Coming of Age: Joan Didion


The Spirit of Youth

Joan Didion, looking at the camera with cigarette in hand, photoshopped twice onto an indigo backgrond (once upside down)

“I was in love with New York. I do not mean ‘love’ in any colloquial way, I mean that I was in love with the city, the way you love the first person who ever touches you and you never love anyone quite that way again.”—Joan Didion, in “Goodbye to All That” (1967)

A few weekends ago, I did the thing New Yorkers do. After a day in the office of my editorial internship, I walked over to Trader Joe’s to pick up almond milk, herbed popcorn, and clementines (since I wanted to be healthy), went back to my place to heat up a quick snack and relax, got a call from the friend I was later meeting that she’d just left her internship and was “on the way.” I got ready in a haze of LUSH perfume, velvet, and The Helio Sequence looping effervescently in my head and took the Downtown 6 to Spring Street for our eight o’clock dinner reservation at a restaurant that had “$$$” next to its name on Yelp—I knew this would mean an imminent monetary sacrifice, but it was Friday night and the boots I was wearing clacked against the pavement in a way that never fails to fill me with the belief that the world is mine for the taking.

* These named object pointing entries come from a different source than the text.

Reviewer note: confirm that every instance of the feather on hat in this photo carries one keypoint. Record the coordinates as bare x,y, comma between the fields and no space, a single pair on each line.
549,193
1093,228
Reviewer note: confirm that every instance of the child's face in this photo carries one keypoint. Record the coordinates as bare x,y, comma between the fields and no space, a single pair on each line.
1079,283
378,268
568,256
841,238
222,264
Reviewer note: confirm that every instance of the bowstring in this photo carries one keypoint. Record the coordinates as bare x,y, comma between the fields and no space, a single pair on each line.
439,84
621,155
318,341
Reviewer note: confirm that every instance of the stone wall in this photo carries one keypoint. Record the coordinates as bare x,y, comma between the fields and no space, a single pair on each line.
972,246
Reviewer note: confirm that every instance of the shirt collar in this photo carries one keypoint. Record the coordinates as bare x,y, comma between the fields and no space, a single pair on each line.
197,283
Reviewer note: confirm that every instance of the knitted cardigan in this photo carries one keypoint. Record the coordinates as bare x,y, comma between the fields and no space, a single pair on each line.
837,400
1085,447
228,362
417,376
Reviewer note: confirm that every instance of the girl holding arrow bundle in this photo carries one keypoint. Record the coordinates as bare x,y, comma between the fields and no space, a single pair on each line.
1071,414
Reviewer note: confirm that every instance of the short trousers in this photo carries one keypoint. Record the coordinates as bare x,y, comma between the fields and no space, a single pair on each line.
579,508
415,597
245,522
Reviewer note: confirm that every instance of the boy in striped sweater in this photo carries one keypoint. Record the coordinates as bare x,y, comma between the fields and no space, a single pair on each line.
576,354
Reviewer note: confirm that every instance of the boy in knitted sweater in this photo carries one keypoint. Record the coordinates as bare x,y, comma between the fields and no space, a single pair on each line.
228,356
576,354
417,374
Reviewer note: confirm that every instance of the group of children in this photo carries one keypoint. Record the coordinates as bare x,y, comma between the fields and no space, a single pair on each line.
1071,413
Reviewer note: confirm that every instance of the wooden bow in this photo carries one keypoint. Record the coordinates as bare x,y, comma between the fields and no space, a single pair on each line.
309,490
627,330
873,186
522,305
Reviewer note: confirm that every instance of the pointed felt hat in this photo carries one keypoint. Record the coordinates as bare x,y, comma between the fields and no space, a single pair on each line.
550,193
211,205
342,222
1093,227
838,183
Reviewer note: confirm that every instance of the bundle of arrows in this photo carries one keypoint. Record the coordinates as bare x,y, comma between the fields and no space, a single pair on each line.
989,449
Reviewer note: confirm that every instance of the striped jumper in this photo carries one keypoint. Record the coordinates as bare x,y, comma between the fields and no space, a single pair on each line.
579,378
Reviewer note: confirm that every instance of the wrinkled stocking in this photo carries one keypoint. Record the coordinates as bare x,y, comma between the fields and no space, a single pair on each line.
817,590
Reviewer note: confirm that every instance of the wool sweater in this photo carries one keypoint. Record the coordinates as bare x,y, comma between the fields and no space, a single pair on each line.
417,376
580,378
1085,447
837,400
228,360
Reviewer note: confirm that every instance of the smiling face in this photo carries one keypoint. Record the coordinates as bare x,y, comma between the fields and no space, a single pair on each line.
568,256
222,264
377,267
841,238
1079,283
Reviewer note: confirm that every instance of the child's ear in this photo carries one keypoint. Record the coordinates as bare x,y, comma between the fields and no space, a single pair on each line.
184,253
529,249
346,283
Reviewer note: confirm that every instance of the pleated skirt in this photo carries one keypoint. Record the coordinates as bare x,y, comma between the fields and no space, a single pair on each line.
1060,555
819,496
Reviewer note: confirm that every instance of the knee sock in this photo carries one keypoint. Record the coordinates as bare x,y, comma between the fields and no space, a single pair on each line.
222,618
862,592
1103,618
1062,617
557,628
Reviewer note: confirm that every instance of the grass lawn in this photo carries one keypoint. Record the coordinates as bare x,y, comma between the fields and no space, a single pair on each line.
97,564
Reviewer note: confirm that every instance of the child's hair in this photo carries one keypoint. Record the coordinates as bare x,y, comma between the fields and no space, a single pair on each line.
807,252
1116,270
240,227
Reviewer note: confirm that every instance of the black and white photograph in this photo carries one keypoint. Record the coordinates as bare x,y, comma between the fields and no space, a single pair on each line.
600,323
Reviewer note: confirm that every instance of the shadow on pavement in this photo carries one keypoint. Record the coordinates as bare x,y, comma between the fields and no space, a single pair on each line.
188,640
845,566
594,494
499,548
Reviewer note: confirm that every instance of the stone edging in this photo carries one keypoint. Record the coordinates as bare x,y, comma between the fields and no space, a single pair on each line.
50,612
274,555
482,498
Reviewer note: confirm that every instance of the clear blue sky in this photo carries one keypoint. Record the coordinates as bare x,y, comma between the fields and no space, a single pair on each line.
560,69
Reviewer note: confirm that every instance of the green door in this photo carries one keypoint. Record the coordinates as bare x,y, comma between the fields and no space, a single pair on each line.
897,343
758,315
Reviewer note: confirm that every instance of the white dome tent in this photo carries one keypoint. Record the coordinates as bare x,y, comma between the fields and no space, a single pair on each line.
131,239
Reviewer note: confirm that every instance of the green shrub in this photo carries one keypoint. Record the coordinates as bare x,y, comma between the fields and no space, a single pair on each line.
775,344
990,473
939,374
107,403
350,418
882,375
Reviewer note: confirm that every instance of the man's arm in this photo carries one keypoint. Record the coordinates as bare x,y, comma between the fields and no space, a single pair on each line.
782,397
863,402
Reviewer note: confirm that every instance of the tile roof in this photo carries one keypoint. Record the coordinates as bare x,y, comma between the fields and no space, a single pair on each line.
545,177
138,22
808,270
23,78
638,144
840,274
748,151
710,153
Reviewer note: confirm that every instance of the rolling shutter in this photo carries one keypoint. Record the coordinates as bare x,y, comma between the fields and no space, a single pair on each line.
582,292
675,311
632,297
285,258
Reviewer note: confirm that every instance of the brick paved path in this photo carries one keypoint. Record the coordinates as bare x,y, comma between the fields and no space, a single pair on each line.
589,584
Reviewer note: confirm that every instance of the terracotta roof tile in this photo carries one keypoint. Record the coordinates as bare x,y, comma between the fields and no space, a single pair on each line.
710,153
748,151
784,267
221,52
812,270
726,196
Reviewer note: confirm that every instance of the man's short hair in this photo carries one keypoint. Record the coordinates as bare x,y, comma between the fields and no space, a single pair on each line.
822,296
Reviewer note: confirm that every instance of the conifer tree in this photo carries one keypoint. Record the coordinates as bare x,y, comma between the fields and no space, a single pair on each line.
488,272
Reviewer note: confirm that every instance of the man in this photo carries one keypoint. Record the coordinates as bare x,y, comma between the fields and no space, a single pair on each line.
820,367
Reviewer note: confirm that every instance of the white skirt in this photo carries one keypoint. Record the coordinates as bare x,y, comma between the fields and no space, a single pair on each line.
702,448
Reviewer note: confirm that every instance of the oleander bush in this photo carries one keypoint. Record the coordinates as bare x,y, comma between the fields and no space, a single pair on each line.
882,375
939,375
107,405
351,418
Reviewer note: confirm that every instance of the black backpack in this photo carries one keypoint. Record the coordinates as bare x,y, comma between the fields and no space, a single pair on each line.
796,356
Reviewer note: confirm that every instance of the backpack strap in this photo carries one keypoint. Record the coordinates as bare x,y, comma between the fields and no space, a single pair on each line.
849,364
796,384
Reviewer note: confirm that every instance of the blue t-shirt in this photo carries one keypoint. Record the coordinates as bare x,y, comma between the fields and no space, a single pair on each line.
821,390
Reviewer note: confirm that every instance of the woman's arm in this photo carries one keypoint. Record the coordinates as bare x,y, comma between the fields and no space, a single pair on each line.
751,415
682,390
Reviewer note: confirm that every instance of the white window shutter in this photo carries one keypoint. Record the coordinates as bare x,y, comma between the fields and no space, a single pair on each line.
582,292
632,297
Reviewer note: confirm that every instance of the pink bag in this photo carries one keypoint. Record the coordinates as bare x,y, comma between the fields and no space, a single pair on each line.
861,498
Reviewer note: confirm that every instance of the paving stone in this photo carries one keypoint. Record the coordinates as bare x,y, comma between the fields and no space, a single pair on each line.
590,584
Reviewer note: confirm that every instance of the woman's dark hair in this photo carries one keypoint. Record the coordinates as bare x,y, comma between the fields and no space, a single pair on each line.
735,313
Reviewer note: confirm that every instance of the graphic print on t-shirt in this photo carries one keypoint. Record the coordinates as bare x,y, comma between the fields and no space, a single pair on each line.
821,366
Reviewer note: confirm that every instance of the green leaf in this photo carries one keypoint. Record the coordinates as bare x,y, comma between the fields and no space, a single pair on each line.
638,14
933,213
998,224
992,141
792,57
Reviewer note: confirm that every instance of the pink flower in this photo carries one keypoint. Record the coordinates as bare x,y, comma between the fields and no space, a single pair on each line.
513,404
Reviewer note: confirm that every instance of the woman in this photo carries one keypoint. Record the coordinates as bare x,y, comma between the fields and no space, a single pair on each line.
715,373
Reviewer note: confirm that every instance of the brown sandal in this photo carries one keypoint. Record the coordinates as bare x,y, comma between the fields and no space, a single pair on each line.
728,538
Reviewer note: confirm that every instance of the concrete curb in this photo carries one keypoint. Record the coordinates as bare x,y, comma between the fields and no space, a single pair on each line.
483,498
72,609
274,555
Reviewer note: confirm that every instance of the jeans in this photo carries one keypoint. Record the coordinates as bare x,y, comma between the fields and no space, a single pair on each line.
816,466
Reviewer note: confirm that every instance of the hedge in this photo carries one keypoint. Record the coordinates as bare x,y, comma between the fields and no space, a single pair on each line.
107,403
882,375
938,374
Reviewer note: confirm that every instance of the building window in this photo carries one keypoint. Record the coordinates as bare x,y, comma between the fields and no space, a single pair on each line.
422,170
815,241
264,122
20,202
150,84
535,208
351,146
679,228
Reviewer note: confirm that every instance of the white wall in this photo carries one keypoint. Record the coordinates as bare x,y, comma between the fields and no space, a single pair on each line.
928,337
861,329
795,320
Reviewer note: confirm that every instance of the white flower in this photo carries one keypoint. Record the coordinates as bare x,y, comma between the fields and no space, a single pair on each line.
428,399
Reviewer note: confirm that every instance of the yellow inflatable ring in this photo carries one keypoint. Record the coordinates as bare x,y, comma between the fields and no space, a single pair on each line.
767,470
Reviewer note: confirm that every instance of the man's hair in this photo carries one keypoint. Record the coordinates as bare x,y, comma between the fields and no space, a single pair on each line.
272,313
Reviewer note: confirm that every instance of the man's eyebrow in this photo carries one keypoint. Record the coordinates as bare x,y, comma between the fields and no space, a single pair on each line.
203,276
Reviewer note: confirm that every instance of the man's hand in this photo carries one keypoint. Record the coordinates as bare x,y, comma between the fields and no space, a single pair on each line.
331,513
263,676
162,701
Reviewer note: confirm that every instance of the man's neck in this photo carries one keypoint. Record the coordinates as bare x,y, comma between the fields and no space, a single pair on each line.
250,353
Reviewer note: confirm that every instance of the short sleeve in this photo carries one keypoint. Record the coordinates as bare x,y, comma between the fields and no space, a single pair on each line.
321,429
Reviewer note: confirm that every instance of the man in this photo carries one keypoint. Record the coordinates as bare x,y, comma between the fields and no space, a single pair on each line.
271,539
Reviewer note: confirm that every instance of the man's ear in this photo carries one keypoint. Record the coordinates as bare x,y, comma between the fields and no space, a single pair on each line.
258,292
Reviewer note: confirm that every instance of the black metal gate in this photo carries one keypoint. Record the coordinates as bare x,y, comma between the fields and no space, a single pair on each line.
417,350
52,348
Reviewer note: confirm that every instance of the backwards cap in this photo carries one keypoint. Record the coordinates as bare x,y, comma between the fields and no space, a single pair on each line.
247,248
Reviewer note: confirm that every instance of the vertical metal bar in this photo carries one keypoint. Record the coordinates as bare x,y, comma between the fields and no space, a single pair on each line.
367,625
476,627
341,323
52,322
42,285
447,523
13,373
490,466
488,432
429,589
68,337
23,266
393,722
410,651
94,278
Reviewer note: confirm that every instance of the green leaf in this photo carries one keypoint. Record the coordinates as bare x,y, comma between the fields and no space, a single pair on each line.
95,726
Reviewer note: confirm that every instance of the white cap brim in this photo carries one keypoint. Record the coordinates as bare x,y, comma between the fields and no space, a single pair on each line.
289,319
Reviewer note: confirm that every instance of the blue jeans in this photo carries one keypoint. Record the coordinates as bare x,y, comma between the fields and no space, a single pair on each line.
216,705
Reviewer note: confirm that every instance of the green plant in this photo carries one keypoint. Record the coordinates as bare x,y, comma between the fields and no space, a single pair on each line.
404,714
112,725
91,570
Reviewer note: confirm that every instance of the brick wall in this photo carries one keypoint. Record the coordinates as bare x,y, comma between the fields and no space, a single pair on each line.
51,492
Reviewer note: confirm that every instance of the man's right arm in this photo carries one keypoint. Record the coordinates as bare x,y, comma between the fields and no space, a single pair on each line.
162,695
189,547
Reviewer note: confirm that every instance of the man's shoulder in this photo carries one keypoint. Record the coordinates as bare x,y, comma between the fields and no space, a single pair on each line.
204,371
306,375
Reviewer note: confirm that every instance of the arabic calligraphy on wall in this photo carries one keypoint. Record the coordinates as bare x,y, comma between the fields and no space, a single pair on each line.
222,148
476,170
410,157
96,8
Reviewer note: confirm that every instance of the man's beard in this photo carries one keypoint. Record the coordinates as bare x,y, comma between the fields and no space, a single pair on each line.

Amidst belly-aching laughter, we talked fashion, school, our dreams, and everything in between. Soon, we started on boys—those in our lives and those in general. We were considering our day-to-day schedules in the scheme of dating, and after having just told a boy I was talking to that I just wanted to be friends a few days prior, I dramatically recalled, in more or less words, the feeling that followed:

“Jokingly, the thought used to occur to me of falling into the archetype of the go-getter career woman who loves her work but falls short in love . . . But after sending that text and mulling over the refreshingly understanding response that followed, the thought grew more vivid with an increasing shade of possibility.”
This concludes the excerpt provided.